Why do Chancellors Tamper with Property Taxation?
At present we are seven weeks away from, yet another government led housing market Armageddon, in over 35 years in the property industry I have seen quite a few, maybe it is time to ask why?
I refer to the SDLT ‘holiday’ that Rishi Sunak announced, that was the starting pistol for the present buying and selling stampede. With well over a 100,000 sales looking to overshoot the dead stop date.
Recently some pundits have said that SDLT should be scrapped completely, but I do not think anyone was stating that SDLT was a bad thing. The cause for concern is that successive chancellors have tampered with it, and other fiscal measure around the sales of property. And each time they do the housing market and the people who buy and sell suffer.
From MIRAS, mortgage interest at source in 1988, when Nigella’s dad announced the changing of rules which caused a gold rush of buyers, a huge spike in prices, followed by a cliff edge, nuclear winter and then a fall in house prices, to even the changes around buying a second home with an extra burden of tax being applied, which meant that in 2017 a new wave of buyers bought a second property to avoid the tax, inflating prices, and distorting the shape of the market.
The present difficult situation imposed by Rishi, means that with seven weeks to complete a sale, the market is now moribund, with new vendors sitting on their hands and not entering the market in February, waiting to see which way the governmental wind blows.

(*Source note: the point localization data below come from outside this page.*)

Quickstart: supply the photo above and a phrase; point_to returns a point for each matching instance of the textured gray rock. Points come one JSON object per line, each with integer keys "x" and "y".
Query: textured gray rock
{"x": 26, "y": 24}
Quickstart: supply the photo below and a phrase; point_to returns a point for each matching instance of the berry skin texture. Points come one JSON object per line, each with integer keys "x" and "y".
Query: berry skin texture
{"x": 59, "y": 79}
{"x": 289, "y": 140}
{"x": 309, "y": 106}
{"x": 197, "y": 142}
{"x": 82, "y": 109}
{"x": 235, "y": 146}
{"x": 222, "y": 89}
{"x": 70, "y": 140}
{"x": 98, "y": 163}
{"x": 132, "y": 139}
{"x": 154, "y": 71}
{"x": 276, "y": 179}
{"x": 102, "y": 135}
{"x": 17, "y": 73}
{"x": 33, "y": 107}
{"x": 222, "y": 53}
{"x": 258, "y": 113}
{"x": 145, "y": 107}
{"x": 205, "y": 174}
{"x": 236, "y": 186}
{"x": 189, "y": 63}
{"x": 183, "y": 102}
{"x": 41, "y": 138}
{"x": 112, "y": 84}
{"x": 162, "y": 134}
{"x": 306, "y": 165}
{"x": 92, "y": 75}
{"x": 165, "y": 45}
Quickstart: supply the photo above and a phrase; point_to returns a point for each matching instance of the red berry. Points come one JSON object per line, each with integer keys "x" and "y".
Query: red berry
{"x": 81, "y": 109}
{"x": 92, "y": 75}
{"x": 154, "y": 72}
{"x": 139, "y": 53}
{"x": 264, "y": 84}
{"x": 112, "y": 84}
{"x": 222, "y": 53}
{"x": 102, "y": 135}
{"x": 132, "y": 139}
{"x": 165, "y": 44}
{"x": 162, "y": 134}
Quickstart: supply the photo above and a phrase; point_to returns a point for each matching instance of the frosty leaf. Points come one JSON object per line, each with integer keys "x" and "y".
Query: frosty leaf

No one is saying no SDLT, and for sure no one is saying scrap it and have a tax that cuts across all property assets owned by a person; apart from think tanks in Whitehall, what is being said by 50,000 people in the real estate sector in the UK is – if a Chancellor wants to change something – and it relates to property – do it with an immediate date, as having a long stop distant cut-off date always causes a big distortion in the housing market, followed by other sometimes negative reactions after a milestone date has been hit that has consequences for years that follow.